DISCOS
Eluvium
An Accidental Memory in the Case of Death
· 13 Dez 2004 · 08:00 ·
Eluvium
An Accidental Memory in the Case of Death
2004
Temporary Residence


Sítios oficiais:
- Eluvium
- Temporary Residence
Eluvium
An Accidental Memory in the Case of Death
2004
Temporary Residence


Sítios oficiais:
- Eluvium
- Temporary Residence
Reclamo a extinção do domingo - esse dia de que só os estupidamente alegres usufruem. A segunda-feira é ideal para folgar, nem que seja por ser o dia d'"Os Sopranos". O domingo existe essencialmente para que as famílias possam ir ver um filme de animação que recicla os "gags" dos mais rentáveis produtos do género. A manhã do amaldiçoado dia serve para que, mais tarde ou mais cedo (conforme o andamento), se assimile uma lição absoluta de vida: o Guronsan é mais eficaz que dois ovos crus ou sumo de tomate. Uma jornada que corre pior ao clube do coração (tenho quatro pastéis de Belém atravessados) ou a programação do canal que outrora pertencera à Igreja são outros motivos recorrentes que substanciam o meu pedido. O horror, o horror!

Suspire agora de alívio, pois há Eluvium - o herói neo-romântico com quem, em caso de apuros, se pode contar. Matthew Cooper, qual Peter Pan desencantado, retomava em Lambent material o pós-qualquer-coisa dos últimos anos como pretexto para um conjunto de solilóquios que ora deslumbrava pela sua frescura, ora afastava devido aos lugares-comuns. Ainda assim e de forma subtil, o desequilibrado debute evidenciava rascunhos de um potencial autor. Aos poucos, descobriam-se nas asas de Eluvium os primeiros sinais de penugem. Optando por uma via que o primeiro disco não faria antever, An Accidental Memory in the Case of Death limita-se a um piano e na sua unicidade encontra a melhor forma de trazer à tona de água o que permanecia esquecido no fundo do lago de mesurado pretensiosismo.

Compreende-se que o cristal sinta fobia do trapézio sem rede, mas, no bom espírito "desafia um medo a cada dia", lá se afoita ao arriscado malabarismo. Ao que parece, An Accidental Memory... foi gravado em apenas duas horas e chega até nós sem que tenha sido submetido a quaisquer misturas, edição ou pós-produção. O piano vai nu e a servir-lhe de camaristas caminham atrás de si os dedos.
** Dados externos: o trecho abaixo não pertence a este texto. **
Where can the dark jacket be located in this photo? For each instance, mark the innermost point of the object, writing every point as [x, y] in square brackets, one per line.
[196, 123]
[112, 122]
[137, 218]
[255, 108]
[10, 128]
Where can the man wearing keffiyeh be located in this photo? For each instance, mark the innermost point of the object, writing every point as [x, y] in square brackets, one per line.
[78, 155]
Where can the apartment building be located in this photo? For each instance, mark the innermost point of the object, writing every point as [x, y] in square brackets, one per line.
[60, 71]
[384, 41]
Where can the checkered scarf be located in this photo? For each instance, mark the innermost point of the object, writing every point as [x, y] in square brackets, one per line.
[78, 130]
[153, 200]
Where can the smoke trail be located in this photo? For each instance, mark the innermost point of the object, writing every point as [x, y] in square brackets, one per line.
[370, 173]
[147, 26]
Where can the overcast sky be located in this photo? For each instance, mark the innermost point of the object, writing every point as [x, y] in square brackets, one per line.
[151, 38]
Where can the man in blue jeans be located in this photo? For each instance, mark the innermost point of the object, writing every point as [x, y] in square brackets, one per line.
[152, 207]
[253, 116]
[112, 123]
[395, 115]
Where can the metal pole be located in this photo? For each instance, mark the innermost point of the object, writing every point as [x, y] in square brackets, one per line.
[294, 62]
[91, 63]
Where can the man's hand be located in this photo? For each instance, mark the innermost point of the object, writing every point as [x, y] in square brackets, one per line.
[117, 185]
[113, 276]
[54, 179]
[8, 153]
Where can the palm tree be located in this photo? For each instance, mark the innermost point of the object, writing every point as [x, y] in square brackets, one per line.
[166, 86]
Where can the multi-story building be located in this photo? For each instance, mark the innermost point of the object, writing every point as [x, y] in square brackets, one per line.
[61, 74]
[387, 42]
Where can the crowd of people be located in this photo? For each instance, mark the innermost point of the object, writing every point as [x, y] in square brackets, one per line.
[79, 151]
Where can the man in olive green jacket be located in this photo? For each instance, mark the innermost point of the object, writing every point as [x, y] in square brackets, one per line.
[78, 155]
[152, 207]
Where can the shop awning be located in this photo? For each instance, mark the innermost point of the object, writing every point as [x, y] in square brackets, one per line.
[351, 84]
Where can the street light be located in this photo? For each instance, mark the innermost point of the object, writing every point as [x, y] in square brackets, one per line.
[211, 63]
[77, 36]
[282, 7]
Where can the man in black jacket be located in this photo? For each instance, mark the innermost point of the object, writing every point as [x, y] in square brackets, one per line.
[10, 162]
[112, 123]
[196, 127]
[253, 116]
Juntos infiltram-se ao jeito do Cavalo de Tróia no âmago das memórias queridas.

Como se se tratasse de um antídoto ao veneno exalado pela língua afiada de Adolfo Luxúria Canibal, a alga que abunda por este dilúvio é azulada por oposição ao vermelho, a placidez rouba intensidade ao que é rubro num jogo de poker a feijões. O mundo de Eluvium não conhece outro compromisso que não o de finalizar a trajectória do satélite emocional: a faixa que encerra o percurso é uma extensão da que lhe serve de inicio.

Tudo o resto tem de ser escutado em vez de lido. As linhas que por aqui escrevi não são mais que meras coordenadas. A acrescentar a essas, fique descansado aquele que tema dar de ouvidos com titânica pasmaceira, por ser este um disco exclusivamente centralizado no piano. Tais ameaças à fertilidade moram nos panfletos que publicitam as recomendações natalícias. O músico disfarçado de Eluvium irradia sensibilidade "indie" e tem o bom senso de não se esticar na duração do disco, que dura menos de meia hora (chega a saber a pouco).

E porque as folhas também dançam (ou alguém me convenceu disso), faz todo o sentido que alguém componha música à medida do acontecimento. Lembram-se do saco de plástico que bailava em "Beleza Americana"? Mora neste disco e espera a vossa visita um domingo destes.